Medical experts have long been perplexed as to why a seemingly healthy adult could suddenly show symptoms of Parkinson's disease, and new research from The University of Manchester may offer some insight. The study suggests that imperceptible events, known as silent strokes, may be to blame.

Silent strokes are similar to more severe events, but they do not come along with many of the common symptoms. Though they are caused by very short blockages of a blood vessel in the brain, researchers say these incidents might damage dopamine-producing neurons in the brain, something which often leads to Parkinson's.

"It is well known that inflammation following a stroke can be very damaging to the brain," lead researcher Dr. Emmanuel Pinteaux said. "But what we didn't fully appreciate was the impact on areas of the brain away from the location of the stroke. Our work identifying that a silent stroke can lead to Parkinson's disease shows it is more important than ever to ensure stroke patients have swift access to anti-inflammatory medication."

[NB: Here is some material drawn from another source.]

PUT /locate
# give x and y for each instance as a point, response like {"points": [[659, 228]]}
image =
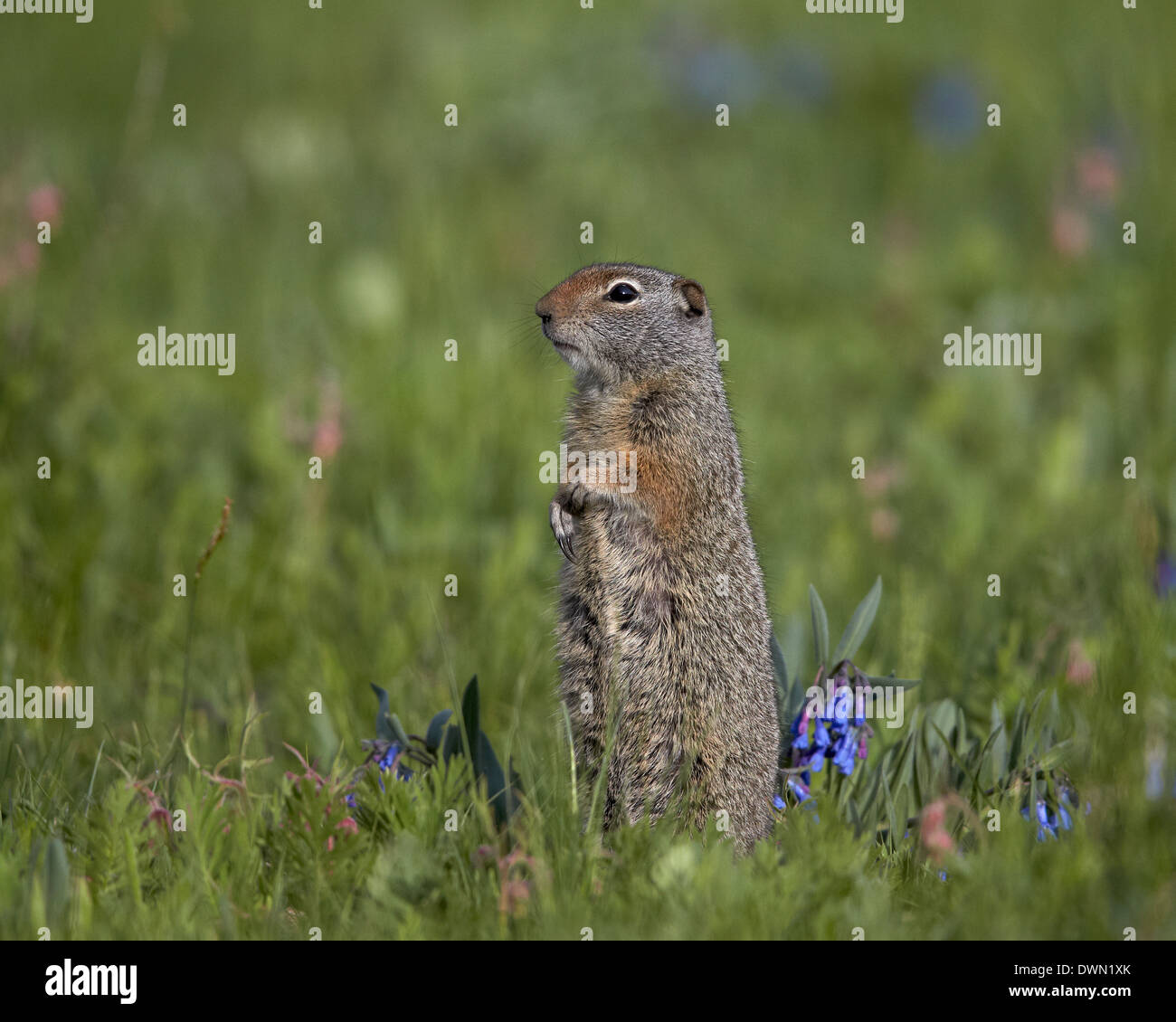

Pinteaux also highlights the fact that his findings highlight the importance of following a healthy lifestyle for seniors, because doing so has been shown to prevent strokes as well as Parkinson's disease.

Strokes are among the biggest threats to senior health, and cause about 140,000 U.S. deaths each year, according to the Centers for Disease Control and Prevention. Now, given the connection between the incidents and Parkinson's, preventing them has become even more crucial.

There are a number of stroke prevention strategies, but one of the most effective may be through diet modification. According to the Mayo Clinic, lowering the amount of saturated fat in one's diet is a good start, as is taking steps to lower blood pressure and manage cholesterol.